Bien qu'achevé dans les premières décennies du XVIe siècle, sous le règne de François Ier, le monument n'en reste pas moins l'un des exemples majeurs de l'architecture civile de style Louis XII[4] ainsi qu'un témoignage de la prospérité retrouvée du Dreux de la fin du XVe siècle, renouvelant alors un patrimoine municipal auparavant négligé.
Véritable symbole de la ville, le Beffroi de Dreux est le seul monument de ce type en Eure-et-Loir. Le bâtiment est classé au titre des monuments historiques par la liste de 1840.
Situation
Le beffroi est situé sur la place Métezeau dans le centre historique de la ville de Dreux. Plusieurs fois restauré, notamment au cours de l'après-guerre, la création d'un parking souterrain au pied de l'édifice a défrayé la chronique[1]. Sur le beffroi, des fissures sont alors apparues, dues selon certains aux travaux qui ont ébranlé les fondations, alors que pour d'autres ces dégâts seraient à attribuer à plusieurs années consécutives de sécheresse[1]. L'édifice a depuis été consolidé et rouvert au public lors des festivités de 2016[5].
Historique
Faisant partie de l'apanage royal de Louis VI le Gros, Comte de Dreux, la ville obtient ses premières franchises communales entre 1132 et 1137[6]. Cependant, c'est surtout son fils Robert Ier de Dreux dit "le Grand"[7] qui confirmera aux bourgeois drouais ce "droit de commune" dans une charte en 1180[8].

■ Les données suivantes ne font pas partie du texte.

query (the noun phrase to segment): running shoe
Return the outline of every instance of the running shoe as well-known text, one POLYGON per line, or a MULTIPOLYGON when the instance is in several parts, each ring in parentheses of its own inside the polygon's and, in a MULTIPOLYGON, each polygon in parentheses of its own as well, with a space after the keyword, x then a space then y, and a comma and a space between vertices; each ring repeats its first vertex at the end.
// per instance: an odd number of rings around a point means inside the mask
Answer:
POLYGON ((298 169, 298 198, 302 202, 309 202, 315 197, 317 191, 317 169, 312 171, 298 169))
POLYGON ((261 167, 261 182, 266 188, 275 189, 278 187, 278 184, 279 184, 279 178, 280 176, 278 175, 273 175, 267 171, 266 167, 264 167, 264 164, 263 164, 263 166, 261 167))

Après l'obtention de leurs suzerains du droit de s'administrer elle-même, la ville de Dreux procède alors à l'édification d'une première maison de ville à l'emplacement même où sera construit au début du XVIe siècle le beffroi actuel. Ce premier édifice possède alors une couverture de plomb dont on retrouve les traces dans les archives communales par l'intervention d'un plombier nommé Thibault, chargé d'une réparation en 1501. Très endommagé par la foudre, ce premier hôtel de ville, doit être totalement reconstruit, afin de faire place à un "Beffroy"[1].
Commencée dès 1512, l'édification du nouvel édifice est confiée à trois architectes successifs, dont Clément Métezeau[2] - [3] qui travailla parallèlement dès 1524 à l'édification du portail de l'église Saint-Pierre. Seul monument de ce type en Eure-et-Loir, cet édifice achevé vers 1537 n'en reste pas moins représentatif du style Louis XII, marquant la transition entre le gothique flamboyant et la première Renaissance[4].

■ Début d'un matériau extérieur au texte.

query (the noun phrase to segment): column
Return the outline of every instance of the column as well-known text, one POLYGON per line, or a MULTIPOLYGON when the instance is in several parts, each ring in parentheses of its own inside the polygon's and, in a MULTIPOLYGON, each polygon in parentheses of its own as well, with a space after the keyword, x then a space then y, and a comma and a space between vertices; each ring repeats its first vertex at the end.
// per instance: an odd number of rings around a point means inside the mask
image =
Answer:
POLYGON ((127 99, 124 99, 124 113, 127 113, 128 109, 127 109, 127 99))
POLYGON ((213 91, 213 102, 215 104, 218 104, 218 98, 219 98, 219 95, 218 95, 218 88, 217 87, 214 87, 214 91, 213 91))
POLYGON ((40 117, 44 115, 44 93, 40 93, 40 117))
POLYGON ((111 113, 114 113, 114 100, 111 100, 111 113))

L’époque est heureuse pour la cité qui redevient un centre commercial florissant, passées les décennies de tourmente, les derniers avatars de la Guerre de Cent ans et la lutte entre le Duc de Bourgogne et le roi de France. La première moitié du XVe siècle a vu en effet s'accumuler les désastres : Dreux au milieu du XVe siècle est en partie ruinée après avoir subi plusieurs assauts dont le siège de 1412 suivi de celui de 1425 par Henri V d'Angleterre, provoquant notamment la perte des deux tiers de ses habitants.
Toutefois, l'administration communale, très sollicitée lors de la guerre de Cent Ans, s'est développée et a pris une importance jusqu'alors jamais atteinte. Devenu le symbole des libertés communales acquises par les bourgeois drouais dès le règne de Louis VI le Gros, le beffroi n'en illustre pas moins la reprise économique urbaine florissante survenue dès la fin du XVe siècle, grande époque des constructions édilitaires municipales.
Signe des temps, la façade du bâtiment est monumentale : Il y a une volonté affichée d'éblouir et de marquer la puissance urbaine retrouvée. Il est vrai que réunir plusieurs parcelles dans l'espace resserré d'une ville remparée est en soi une manifestation de puissance.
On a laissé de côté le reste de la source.